Is the keffiyeh the new swastika?

By Michelle Huberman, Harif creative director


"That is pure evil," proclaimed one of the little girls with me on leaving the festive Klezmer in the Park event in Regents Park last Sunday, September 11th.

No, she was not referring to the wonderful community festival that was put on in one of London''s Royal Parks, but the demonstration that we encountered on leaving as we weaved our way to Gloucester Place for a bus towards the leafy suburbs of North West London.
The skies had been blue all afternoon and the sun shone down on happy dancers and picnickers enjoying the live Klezmer bands. And amongst the celebrations there were solemn melodies and recitals to remind us that we were also commemorating 9/11 and standing with America.
"Burn, burn, USA"   London, September 11th 2011    photo: M. Huberman
But on leaving, the sky turned grey, dark clouds hovered over us as, right on cue, we were unexpectedly confronted with a demonstration of angry Muslim men, many dressed in black with faces covered by keffiyehs and holding banners proclaiming "Jihad", “Islam will Dominate the World”, and shouting “Burn, burn USA”.
The banners revealed these demonstrators’ true agenda.
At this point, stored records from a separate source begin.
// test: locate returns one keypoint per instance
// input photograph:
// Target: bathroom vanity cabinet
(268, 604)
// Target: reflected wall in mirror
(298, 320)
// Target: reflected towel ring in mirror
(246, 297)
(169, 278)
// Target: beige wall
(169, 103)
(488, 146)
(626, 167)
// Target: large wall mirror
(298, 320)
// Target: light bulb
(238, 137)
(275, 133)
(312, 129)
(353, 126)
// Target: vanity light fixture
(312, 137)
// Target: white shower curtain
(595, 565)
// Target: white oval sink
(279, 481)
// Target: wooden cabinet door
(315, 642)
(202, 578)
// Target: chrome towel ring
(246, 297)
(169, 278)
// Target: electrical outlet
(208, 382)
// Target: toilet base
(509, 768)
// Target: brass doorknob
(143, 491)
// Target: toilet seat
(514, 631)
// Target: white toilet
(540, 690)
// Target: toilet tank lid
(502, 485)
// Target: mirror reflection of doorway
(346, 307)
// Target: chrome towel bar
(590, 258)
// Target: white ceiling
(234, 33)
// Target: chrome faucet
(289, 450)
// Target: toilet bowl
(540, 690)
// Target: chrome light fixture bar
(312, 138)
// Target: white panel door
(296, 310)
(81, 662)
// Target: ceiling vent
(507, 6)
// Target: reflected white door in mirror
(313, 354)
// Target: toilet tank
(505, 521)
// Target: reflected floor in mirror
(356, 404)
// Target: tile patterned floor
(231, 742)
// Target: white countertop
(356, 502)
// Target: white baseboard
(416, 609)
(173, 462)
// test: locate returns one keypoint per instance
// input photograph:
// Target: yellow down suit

They were parading in favour of terror, murder and genocide. They wanted to kill people just for being non-Muslim. A massive police barricade surrounded the protestors to protect them from the shocked bystanders.
The march was heading towards the Regents Park mosque. I later learned that the demonstrators had burnt the US flag outside the American embassy in Grosvenor Square. On 9/11! Apparently nothing is sacred in the UK in the name of free speech.
The keffiyeh makes me shudder. Today it no longer represents the desert Bedouins or Lawrence of Arabia. Nor is it a mere fashion accessory. I had one myself, which I bought as a souvenir in Jordan in 1995 just after the peace treaty was signed. Today it has been hijacked by the Islamist world and is now a symbol of everything dark, sinister and anti-Semitic. It stirs the same emotions in today’s Jews that the swastika must have done to those in Hitler’s Europe.
And the swastika spread fear across the Jews of the Arab world too. Hitler was extremely popular there too. They had their own Hitler Youth movements – the Syrian Social Nationalist Party, the Futuwwa in Iraq and Young Egypt. The Syrian party is one of the largest today, with 100,000 members. It’s emblem is eerily similar to the swastika.

Nazism inspired the formation of the Muslim Brotherhood, a reaction to Western culture and modernity. As early as the 1930s the Brotherhood had hundreds of thousands of followers across the Arab world. The US writer John Carlson observed: “their only liberalism is the liberal use of terror.''
Shameless supporters of the Nazis, from the beginning the Muslim Brotherhood targeted Jews in Egypt: "The Jew, if left to his own resources in Egypt, is doomed to pogrom and persecution."
But Hitler’s greatest ally was the Palestinian Mufti Haj Amin Al-Husseini. The Mufti promoted hatred and violence against the Jews of Palestine and the terrible 1941 pogrom against the Jews of Iraq, incited by the Mufti, was simply an extension of the Nazi project to exterminate the Jews.
The Nazis were eventually defeated, of course, and the Arabs have failed to defeat the Jews of Israel. But the Mufti was never tried as a war criminal. The Arab world is now Judenrein. The Islamists'' genocidal intentions against the infidel remain very much alive. Thousands have died in Al Qaeda’s war against Jews and Crusaders; Islamists spread their bigoted poison all over the world. Hamas, with its unabashedly anti-Semitic charter, now rules Gaza. And their keffiyeh wearing supporters are visible everywhere.
After the Klezmer festival, when we boarded the bus back home, the little girl asked me if the demonstrators were going to hurt her grandparents in Israel. “Don''t worry Sweetie” I reassured her in hushed tones, “they''ll be ok, we have a strong army”. But as she asked more questions loudly - in the way that children do, I suddenly realised in London in 2011, with 50% of the passengers around us wearing hijabs, and naive teenagers draped in keffiyehs, Israel was no longer a subject we could talk about openly.